Looking ahead, there is still plenty of room to grow. Lopes says Stripe & Stare’s priority is straightforward: deepen growth in the UK, where brand awareness is still only 8% of its potential customer base.

Photo: Stripe & Stare

The business also remains firmly focused on direct-to-consumer sales – with around 90% through its own channels and 10% through wholesale partners such as Selfridges and Nordstrom – while overseas markets such as the US, Australia and Ireland will be approached more lightly through press and organic influencer activity rather than heavy paid marketing.

Meanwhile, a new above-the-line campaign is due to launch in June, centred on what Lopes describes as the realities of modern womanhood and the role of dependable everyday essentials. The company’s hero knicker range still generates around 70% of revenue, with bras and sleepwear making up the balance.

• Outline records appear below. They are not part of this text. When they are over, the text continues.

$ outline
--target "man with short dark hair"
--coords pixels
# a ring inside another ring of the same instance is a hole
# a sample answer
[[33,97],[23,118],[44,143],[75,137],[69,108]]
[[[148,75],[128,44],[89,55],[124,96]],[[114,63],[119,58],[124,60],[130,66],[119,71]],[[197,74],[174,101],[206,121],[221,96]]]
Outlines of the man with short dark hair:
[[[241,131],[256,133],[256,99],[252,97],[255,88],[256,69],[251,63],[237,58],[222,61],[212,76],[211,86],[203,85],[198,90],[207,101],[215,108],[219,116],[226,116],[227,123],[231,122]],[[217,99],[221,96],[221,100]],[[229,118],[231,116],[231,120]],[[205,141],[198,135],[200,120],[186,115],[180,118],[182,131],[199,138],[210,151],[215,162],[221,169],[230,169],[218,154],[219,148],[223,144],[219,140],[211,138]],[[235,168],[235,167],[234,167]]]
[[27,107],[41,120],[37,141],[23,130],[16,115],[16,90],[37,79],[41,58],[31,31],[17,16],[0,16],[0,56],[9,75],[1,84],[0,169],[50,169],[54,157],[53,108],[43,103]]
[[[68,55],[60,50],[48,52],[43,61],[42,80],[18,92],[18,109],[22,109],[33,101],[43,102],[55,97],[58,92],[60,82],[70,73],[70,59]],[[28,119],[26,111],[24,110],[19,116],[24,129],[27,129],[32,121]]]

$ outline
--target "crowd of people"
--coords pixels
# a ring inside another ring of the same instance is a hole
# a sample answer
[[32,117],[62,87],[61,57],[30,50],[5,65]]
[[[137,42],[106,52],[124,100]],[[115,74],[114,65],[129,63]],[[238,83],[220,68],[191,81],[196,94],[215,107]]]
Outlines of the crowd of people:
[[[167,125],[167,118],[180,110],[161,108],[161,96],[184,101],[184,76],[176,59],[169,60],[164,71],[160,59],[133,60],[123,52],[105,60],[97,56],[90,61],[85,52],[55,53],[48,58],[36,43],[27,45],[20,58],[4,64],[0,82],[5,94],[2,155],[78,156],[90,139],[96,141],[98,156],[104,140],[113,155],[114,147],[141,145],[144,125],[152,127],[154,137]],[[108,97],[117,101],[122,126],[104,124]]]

Retail remains a secondary experiment, but not a priority. A recent King’s Road pop-up in London was used less as a long-term store strategy than a place for customers to touch product, for events and for wholesale meetings.

Asked about rivals, she points to legacy giants rather than newer challengers: “Women don’t just have to go to the same place they’ve always gone to buy their knickers.”

For Lopes, the task now is simple but hardly easy: continuing to turn a niche favourite into a mainstream name,  and, as she puts it, keep telling more women they are “the best women’s knickers in the world”.